Finally, Confederation did not mark Canada’s emergence as a sovereign state. In 1867, the Dominion of Canada remained as much of a colony of the British Crown as had the United Province of Canada from which it inherited its legal and political infrastructure. Neither the United Province of Canada nor the Dominion of Canada had international legal personality and control over its defence and diplomacy. Not until the Statute of Westminster, 1931 and the emergence of the Crown of Canada as a separate legal person in the 1930s, particularly through the Royal Tour, Seals Act, and separate declaration of war in 1939, did Canada become truly sovereign and gain a distinct international legal personality.

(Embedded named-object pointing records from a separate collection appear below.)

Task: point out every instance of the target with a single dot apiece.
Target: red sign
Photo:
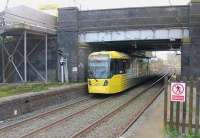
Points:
(178, 92)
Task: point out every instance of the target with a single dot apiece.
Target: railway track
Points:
(84, 131)
(46, 114)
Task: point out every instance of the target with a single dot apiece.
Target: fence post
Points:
(197, 107)
(171, 111)
(184, 107)
(165, 99)
(177, 110)
(190, 104)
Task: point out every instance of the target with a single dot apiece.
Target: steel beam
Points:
(46, 60)
(3, 59)
(25, 55)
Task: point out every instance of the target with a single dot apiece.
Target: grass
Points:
(173, 133)
(16, 89)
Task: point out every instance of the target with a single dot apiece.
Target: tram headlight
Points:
(105, 83)
(89, 82)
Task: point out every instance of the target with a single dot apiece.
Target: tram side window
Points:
(118, 67)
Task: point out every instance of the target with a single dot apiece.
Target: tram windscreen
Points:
(99, 69)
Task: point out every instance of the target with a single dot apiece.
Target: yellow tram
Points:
(112, 72)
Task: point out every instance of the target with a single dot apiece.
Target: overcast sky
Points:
(92, 4)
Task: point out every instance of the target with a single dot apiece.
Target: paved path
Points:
(150, 124)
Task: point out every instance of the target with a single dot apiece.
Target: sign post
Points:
(178, 92)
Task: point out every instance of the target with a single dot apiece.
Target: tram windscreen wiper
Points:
(92, 75)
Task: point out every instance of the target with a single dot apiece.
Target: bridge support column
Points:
(68, 40)
(191, 52)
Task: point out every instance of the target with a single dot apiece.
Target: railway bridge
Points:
(128, 30)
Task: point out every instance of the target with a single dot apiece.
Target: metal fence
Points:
(183, 116)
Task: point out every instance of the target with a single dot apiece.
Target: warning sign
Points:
(178, 92)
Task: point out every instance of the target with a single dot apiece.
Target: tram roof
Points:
(112, 54)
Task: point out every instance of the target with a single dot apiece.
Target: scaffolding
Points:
(25, 35)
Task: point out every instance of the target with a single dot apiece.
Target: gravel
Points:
(74, 125)
(41, 122)
(110, 128)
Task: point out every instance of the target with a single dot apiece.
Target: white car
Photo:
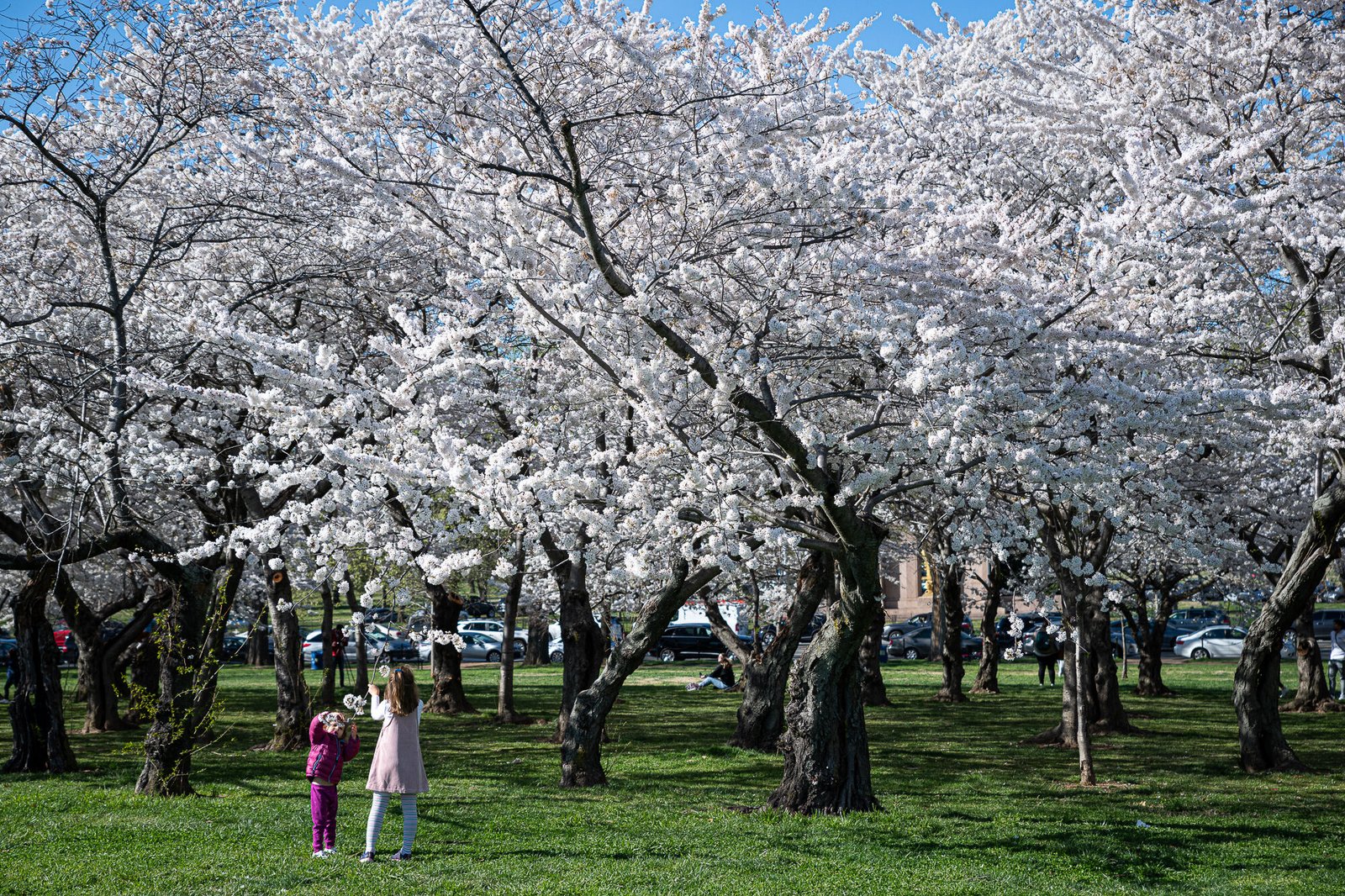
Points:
(1214, 640)
(495, 627)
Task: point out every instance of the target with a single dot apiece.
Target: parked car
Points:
(915, 645)
(477, 609)
(1215, 640)
(1197, 616)
(1324, 620)
(483, 646)
(497, 627)
(398, 650)
(690, 640)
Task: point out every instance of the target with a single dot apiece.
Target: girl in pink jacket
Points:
(334, 743)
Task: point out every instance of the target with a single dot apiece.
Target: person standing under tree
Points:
(336, 640)
(1337, 658)
(1047, 650)
(397, 766)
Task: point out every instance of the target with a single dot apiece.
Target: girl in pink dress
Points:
(397, 766)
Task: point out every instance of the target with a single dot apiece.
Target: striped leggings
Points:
(376, 821)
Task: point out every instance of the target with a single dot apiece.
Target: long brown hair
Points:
(403, 693)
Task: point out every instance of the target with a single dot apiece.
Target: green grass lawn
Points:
(966, 808)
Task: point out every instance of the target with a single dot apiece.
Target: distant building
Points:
(905, 584)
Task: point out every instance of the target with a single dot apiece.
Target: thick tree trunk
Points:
(362, 646)
(582, 743)
(766, 674)
(1082, 709)
(1107, 714)
(872, 690)
(187, 672)
(504, 710)
(950, 596)
(988, 673)
(582, 638)
(825, 743)
(1149, 640)
(145, 680)
(1150, 667)
(446, 663)
(538, 651)
(1257, 681)
(327, 694)
(293, 703)
(92, 687)
(103, 712)
(37, 714)
(1313, 694)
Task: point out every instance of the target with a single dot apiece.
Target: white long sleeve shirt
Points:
(1337, 643)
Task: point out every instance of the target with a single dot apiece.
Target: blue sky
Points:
(884, 34)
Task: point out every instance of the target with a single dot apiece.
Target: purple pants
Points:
(324, 815)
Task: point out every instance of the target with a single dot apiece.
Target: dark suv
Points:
(690, 640)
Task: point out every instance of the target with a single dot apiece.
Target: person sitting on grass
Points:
(334, 743)
(720, 678)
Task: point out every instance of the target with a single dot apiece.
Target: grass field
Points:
(966, 808)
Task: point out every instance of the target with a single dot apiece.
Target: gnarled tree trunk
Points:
(1257, 681)
(193, 622)
(259, 650)
(1149, 635)
(504, 710)
(446, 663)
(1313, 694)
(37, 714)
(872, 690)
(766, 676)
(327, 693)
(538, 651)
(293, 704)
(103, 714)
(952, 573)
(988, 673)
(582, 638)
(825, 743)
(582, 743)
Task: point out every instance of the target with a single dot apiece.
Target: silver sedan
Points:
(1212, 640)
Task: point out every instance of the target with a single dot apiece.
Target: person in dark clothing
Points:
(721, 678)
(1047, 650)
(11, 674)
(336, 638)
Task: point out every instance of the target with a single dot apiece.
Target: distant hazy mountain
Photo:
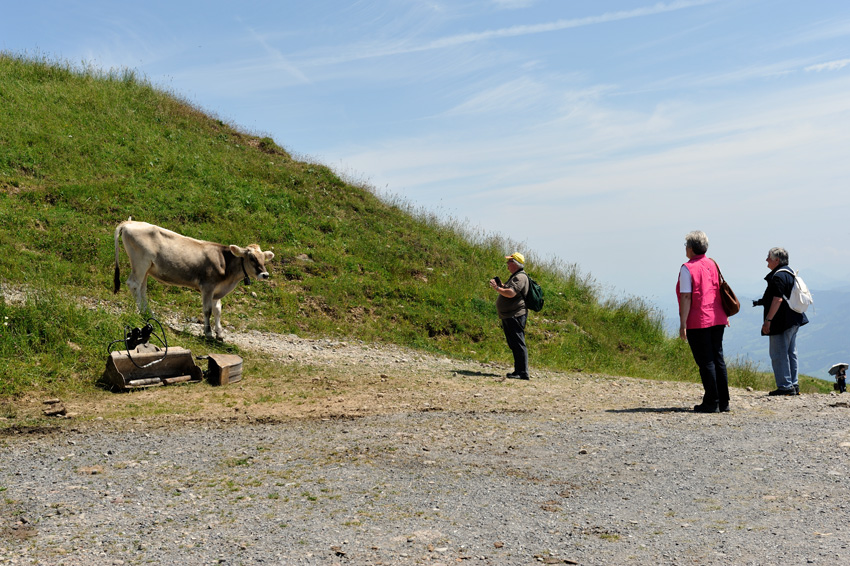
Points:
(820, 344)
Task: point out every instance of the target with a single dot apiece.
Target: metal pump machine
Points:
(142, 364)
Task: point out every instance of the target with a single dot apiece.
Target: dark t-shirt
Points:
(779, 284)
(513, 306)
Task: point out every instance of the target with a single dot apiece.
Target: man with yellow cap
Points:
(511, 308)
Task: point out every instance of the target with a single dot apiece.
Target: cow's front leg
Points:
(209, 305)
(219, 331)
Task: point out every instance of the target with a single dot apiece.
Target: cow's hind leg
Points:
(219, 331)
(210, 312)
(139, 287)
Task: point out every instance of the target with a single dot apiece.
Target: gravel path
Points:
(564, 469)
(644, 485)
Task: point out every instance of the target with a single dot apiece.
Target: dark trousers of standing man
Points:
(707, 347)
(515, 335)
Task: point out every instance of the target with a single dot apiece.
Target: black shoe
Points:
(783, 392)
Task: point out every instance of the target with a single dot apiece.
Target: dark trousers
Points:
(514, 329)
(707, 347)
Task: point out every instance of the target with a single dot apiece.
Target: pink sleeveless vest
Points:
(706, 306)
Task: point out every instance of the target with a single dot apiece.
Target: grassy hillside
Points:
(81, 150)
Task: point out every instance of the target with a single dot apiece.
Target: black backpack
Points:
(534, 296)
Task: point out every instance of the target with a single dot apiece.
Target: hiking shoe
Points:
(783, 392)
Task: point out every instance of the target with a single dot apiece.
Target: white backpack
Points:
(800, 298)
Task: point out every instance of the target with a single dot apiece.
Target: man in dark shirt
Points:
(781, 323)
(511, 308)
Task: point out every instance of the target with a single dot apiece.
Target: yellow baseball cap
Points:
(517, 257)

In short, Canadian history does not lend itself to the Romanticism of grand ruptures, bold declarations, or pitched battles against its mother country. And to the extent that it does, Canadian history turns on 1848 with the grand of Responsible Government – not upon Confederation in 1867.[7] Canadian history is, in the main, political history, and this is why it has gained a popular reputation of being “boring.” There are no pitched battle cries that forged a nation out of turmoil of bloodshed; we lack the grandeur of French and American history precisely because Canada’s history does not flow from political Romanticism or a revolutionary ethos.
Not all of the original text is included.